Yunanistan'da ''fırtına öncesi sessizlik''
-
Ekonomik darboğazda bulunan Yunanistan'daki son gelişmeler, ülkenin bugünkü ekonomik yapılarını sürdürmesi durumunda krizden çıkmasının çok zor olduğuna işaret ediyor
Ekonomik darboğazda bulunan Yunanistan'daki son gelişmeler, ülkenin bugünkü ekonomik yapılarını sürdürmesi durumunda krizden çıkmasının çok zor olduğuna işaret ediyor.
Atina, mali krizin aşılmasına yönelik dışarıdan yapılan tüm yardım ve desteklere rağmen, bütçedeki açığı kapatmada ve borç verenlerle ortaklaşa belirlenen hedefleri tutturmada başarısız oldu.
Uluslararası Para Fonu (IMF) ve Avrupalı yetkililerin, Yunan ekonomisiyle ilgili son verileri ülkenin büyümenin aksine küçülmeye devam ettiğini gösteriyor. Bu konuda açıklanan raporlarda, Atina hükümetinin attığı adımların yeterli olmaması, reformları uygulamaya koymakta gecikmesi ve uygulanan ağır kemer sıkma politikasının halktan destek alamaması, bunlara sebep olarak gösteriliyor.

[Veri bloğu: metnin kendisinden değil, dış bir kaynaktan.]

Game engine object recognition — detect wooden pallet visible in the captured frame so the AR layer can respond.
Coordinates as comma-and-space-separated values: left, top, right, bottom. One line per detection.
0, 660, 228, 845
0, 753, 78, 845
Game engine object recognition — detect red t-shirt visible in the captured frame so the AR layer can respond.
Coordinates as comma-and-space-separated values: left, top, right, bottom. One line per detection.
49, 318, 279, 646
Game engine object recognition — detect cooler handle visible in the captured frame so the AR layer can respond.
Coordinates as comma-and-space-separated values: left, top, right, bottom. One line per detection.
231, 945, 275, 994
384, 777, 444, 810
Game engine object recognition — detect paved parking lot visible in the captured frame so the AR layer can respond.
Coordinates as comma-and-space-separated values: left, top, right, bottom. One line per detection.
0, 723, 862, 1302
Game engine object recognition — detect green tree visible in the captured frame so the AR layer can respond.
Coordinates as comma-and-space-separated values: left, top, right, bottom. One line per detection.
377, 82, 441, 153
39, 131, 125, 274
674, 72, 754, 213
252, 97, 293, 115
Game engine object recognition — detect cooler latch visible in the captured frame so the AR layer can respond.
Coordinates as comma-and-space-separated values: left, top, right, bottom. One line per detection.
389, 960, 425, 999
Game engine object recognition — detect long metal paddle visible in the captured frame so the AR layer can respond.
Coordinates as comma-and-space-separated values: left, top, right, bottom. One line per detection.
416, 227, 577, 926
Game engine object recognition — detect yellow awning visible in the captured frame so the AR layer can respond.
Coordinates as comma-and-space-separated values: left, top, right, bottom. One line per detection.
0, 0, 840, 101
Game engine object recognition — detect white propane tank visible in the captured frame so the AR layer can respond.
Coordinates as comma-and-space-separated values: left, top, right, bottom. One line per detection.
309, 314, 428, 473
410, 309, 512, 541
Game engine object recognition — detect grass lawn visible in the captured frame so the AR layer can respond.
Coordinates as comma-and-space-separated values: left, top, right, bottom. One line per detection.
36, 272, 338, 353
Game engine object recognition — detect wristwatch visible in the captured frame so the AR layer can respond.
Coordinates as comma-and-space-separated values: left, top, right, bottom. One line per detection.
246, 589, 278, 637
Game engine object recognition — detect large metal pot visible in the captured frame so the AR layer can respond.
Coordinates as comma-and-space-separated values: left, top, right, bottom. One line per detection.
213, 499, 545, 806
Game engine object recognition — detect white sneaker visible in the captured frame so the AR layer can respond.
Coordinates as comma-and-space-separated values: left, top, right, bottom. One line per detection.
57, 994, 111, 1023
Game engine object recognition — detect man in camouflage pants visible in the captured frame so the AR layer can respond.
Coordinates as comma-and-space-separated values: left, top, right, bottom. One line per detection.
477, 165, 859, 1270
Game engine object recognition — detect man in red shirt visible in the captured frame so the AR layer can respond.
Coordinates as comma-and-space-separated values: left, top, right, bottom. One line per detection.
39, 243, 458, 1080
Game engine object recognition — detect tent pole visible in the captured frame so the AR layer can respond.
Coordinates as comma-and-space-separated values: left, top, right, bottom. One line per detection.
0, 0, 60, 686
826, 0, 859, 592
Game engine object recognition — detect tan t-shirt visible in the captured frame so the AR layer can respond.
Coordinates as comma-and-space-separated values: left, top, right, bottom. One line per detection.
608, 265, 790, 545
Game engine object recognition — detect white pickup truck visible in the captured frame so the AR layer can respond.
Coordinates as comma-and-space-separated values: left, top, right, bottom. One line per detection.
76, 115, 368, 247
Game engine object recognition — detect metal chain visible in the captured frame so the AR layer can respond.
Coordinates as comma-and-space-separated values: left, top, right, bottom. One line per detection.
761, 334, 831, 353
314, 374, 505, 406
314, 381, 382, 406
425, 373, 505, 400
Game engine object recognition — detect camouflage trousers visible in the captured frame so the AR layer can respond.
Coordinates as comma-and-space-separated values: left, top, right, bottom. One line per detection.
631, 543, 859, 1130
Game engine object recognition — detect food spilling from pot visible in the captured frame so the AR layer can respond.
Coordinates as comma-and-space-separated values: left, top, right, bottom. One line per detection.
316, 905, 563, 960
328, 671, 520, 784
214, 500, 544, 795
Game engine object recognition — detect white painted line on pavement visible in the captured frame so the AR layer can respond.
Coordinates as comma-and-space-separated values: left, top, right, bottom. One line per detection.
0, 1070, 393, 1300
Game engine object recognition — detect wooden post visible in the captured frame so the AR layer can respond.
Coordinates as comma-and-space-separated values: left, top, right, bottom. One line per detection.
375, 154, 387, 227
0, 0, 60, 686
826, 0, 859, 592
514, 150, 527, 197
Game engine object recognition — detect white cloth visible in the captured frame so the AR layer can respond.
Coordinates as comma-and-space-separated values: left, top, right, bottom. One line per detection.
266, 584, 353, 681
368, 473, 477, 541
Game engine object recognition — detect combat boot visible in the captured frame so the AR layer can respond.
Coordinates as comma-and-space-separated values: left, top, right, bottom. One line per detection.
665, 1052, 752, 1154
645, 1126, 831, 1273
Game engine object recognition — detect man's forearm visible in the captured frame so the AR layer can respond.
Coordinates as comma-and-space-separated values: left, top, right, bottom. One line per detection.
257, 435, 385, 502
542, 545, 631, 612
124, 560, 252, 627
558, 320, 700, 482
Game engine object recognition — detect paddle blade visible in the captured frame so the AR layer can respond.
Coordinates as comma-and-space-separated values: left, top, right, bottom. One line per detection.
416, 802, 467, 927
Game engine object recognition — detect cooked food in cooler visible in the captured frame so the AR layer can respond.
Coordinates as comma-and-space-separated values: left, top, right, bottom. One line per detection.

Yunanistan'ın kurtulması için, Lukas Papadimos başkanlığında oluşturulan teknokrat hükümetin de beklentileri karşılamadığı açıkça gözüküyor.
Dış yardımların sürmesi ve yeni destek paketinin hayata geçirilmesi konusunda ön koşul olarak belirlenen bütçedeki açığın azaltılması, vergi tahsilatı, kamu işletmelerinin özelleştirilmesi, sosyal sigorta, iş ve sağlık alanlarında yapılması gereken reformlar ve borçların yüzde 50 oranında azaltılması programına (PSI) özel sektörün katılımının sağlanmasına yönelik müzakerelerin tamamlanması yeni hükümetin kısa zamanda aşması gereken engeller arasında bulunuyor.
Söz konusu önlemlerin, üç siyasi partinin desteğiyle geçici olarak oluşturulan hükümete önceden biçilen ömür süresinde gerçekleşmesinin olanak dışılığı, dışarıdan gelen raporlarla birlikte ülkenin yarınki durumu hakkında kesin mesajlar verirken, Atina'da resmi ağızların bu konudaki suskunluğu, ekonomik çevreler tarafından beyhude zaman kazanma çabası olarak değerlendiriliyor.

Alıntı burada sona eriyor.